Lev looks down the street, where the curbs gleam with gold. “Way better, by the look of it.”
“Yah,” says Wil, looking both embarrassed and proud at the same time. “Some tribes did wise investing with their casino cash; others squandered it. Then, when the virtual casinos got ritzier than the real ones and it all came crashing down, tribes like ours did very well. We’re a Hi-Rez. You’re lucky you didn’t jump the wall of a Low-Rez. They’re much more likely to sell AWOLs to parts pirates.”
Lev has, of course, heard of the wealth chasm between the rich tribes and the poor ones, but as it was never a part of his world, he never gave it much thought. Maybe people this rich don’t need to profit off AWOLs. Still, he tries not to let his spark of hope ignite. He has quickly learned that hope is a luxury the hunted can ill afford.
“Anyway,” says Wil, “my tribe knows the law and how to use it. In fact my dad’s a lawyer, and has done pretty well for our family. My mom runs the pediatrics lodge in the medical warren and is well respected. We get rich tribal kids from all over North America coming here for healing.”

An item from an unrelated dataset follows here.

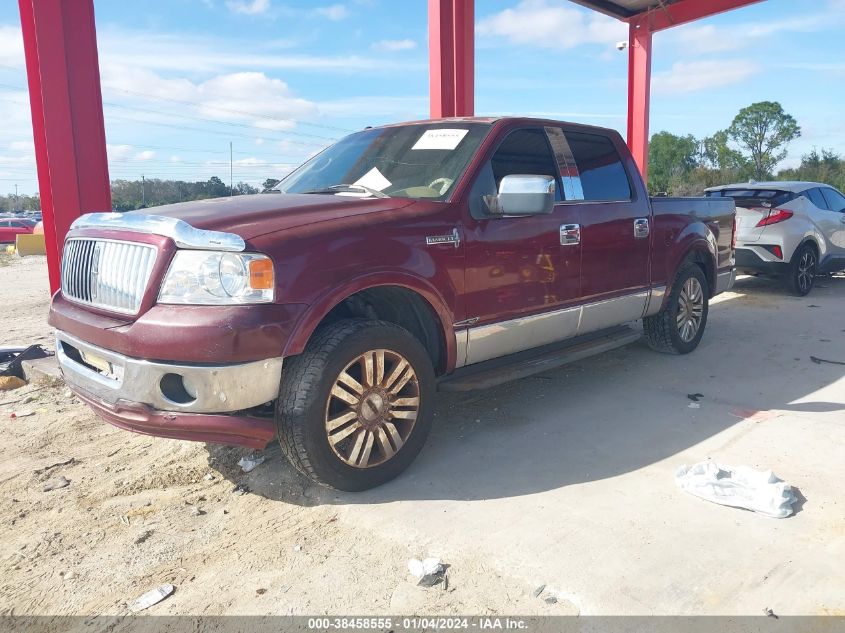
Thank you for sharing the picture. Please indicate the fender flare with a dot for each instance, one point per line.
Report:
(317, 311)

Lev wonders at the irony in Wil’s voice but feels awkward about asking him more questions. His mother always told him it was rude to talk about money, especially if you didn’t know the person well. But on the other hand, after listening to Wil play the guitar for him, he feels he knows him better than much of his own family.
Wil stops before a small storefront at the end of the street. A carved oak sign says LUTHIER. He tries the handle, but it’s locked. “Huh. I wanted to introduce you to my fiancée, but I guess she’s taking a break.”
“Fiancée?”
“Yah,” says Wil. “It’s like that around here.”
Lev looks up at the sign above the door, feeling increasingly ignorant. “So . . . what’s a luthier?”
“Guitar maker. Una is an apprentice to the rez’s best.”
“You mean there’s more than one?”
“It’s kind of a tribal specialty.” Wil looks around, clearly disappointed, and Lev realizes this was less about showing him around than about showing him off to his fiancée. “Ready to go back yet?”
But Lev is tired of hibernating at Wil’s house. Besides, if that petition is approved, this could be his new home. The thought gives him a strange chill: excitement laced with fear of a future so new and unknown. There have never been unknown quantities in his life. Until a few weeks ago, everything was carefully laid out for him, so he never needed to consider the concept of possibilities. But now there are possibilities enough to make him dizzy.
“Show me more. How about your schools? What kind of school would I go to?”
Wil shakes his head, laughing. “You really don’t know anything about us, do you?”
Lev doesn’t dignify that with a response—he just waits for an explanation.
“Very young kids learn what they need to know from extended family and the neighborhood elders,” Wil explains. “Then, as their talents and passions are recognized, they’re apprenticed to a master in the field, whatever that field is.”